Many people do not have the opportunity to reasonably save for their future retirement as there is no market for complementary pension products, be they occupational or personal.
Personal pension products have the potential to close the significant savings gap for European individuals’ retirement income. Standardised, continent-wide coverage (a Pan-European Personal Pension Product, or PEPP) would be a sensible way to ensure adequate retirement provision. And this in turn would enhance opportunities for long-term investments in the Capital Markets Union.
What would a European personal pension product look like?
The PEPP should be a safe, transparent and cost-effective personal pension savings product.
To help consumers compare products, standardised information is a very important element of the PEPP. Investment options also need to be standardised and, above all, limited. A single default investment option should be defined.
What are the greatest challenges to the launch of PEPP?
The biggest challenge is the heterogeneous nature of the pension landscape in Europe. The roles of public, occupational and personal pension vehicles in each of the 28 EU member states diverge significantly. Pensions tend to be embedded in national social and labour law and have various approaches to tax treatment. Some countries have strong occupational pensions, while others have built up personal pensions. Quite a number of countries have yet to develop strong complementary pension systems beyond the public pay-as-you-go social security regimes.
The creation of an effective PEPP requires a constructive approach from the member states and from the various sectors offering personal provisions. We need to work closely with all relevant stakeholders to ensure that we achieve the right balance.
To what extent might the PEPP divert savings away from workplace schemes that benefit from an employer contribution?
Personal pensions should not compete against occupational and state pensions; they should complement them. The situation now is that there are either no occupational pensions or insufficient ones in a number of EU countries, and the level of state pension does not provide adequate retirement income. There is still an overall need for complementary pension savings.
Why should European the citizens entrust their savings to a PEPP?

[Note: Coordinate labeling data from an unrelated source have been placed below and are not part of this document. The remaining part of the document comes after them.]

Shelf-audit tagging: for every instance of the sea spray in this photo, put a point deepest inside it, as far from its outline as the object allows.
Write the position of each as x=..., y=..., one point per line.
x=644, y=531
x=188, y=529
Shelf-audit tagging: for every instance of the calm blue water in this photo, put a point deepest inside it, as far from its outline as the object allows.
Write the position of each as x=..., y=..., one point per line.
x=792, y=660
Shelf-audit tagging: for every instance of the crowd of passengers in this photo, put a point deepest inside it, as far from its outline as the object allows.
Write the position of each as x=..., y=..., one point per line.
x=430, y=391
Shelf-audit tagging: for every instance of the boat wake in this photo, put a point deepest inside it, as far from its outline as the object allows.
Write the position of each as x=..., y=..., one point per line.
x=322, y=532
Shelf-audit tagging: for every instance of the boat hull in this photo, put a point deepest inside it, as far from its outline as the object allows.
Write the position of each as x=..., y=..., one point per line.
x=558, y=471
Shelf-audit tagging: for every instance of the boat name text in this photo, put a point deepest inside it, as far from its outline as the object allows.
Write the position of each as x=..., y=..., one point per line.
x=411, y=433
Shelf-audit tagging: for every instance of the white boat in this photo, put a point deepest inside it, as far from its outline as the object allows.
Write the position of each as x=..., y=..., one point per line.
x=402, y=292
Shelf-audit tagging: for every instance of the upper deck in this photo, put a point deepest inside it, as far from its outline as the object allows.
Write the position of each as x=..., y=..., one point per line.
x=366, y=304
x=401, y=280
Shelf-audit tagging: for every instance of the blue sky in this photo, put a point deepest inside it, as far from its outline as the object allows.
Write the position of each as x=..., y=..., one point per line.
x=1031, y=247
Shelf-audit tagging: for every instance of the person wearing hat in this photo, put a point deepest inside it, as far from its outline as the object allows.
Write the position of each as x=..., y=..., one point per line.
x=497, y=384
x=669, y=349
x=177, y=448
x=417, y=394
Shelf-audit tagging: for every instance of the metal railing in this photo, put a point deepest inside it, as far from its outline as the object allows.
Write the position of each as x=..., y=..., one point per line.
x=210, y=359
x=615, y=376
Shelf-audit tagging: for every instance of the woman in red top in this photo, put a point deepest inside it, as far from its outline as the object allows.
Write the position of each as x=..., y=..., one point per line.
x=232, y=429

Personal pensions will only deliver on their promise—to provide sustainable pensions and adequate replacement rates in the future—if savings are safe, cost-effective, transparent and flexible enough to accommodate the changing economic and labour market environment. What's more, PEPP will make it possible for EU citizens to conveniently take their pension with them to another member state.
I am convinced that a standardised pan-European personal pension product can increase consumer protection, transparency and pension savings to ultimately improve outcomes for European citizens.
What are EIOPA’s expectations from the consultation on the PEPP?
When considering the PEPP, EIOPA investigated the product’s potential with possible providers and stakeholders. The results showed that, due to the highly divergent market for personal pension products in the European Economic Area, a second regime product could make an important difference to the efficiency of an EU single market for personal pensions. What is pivotal is that the product be standardised yet flexible.
We expect that the findings of the European Commission’s currently ongoing public consultation will reconfirm those conclusions.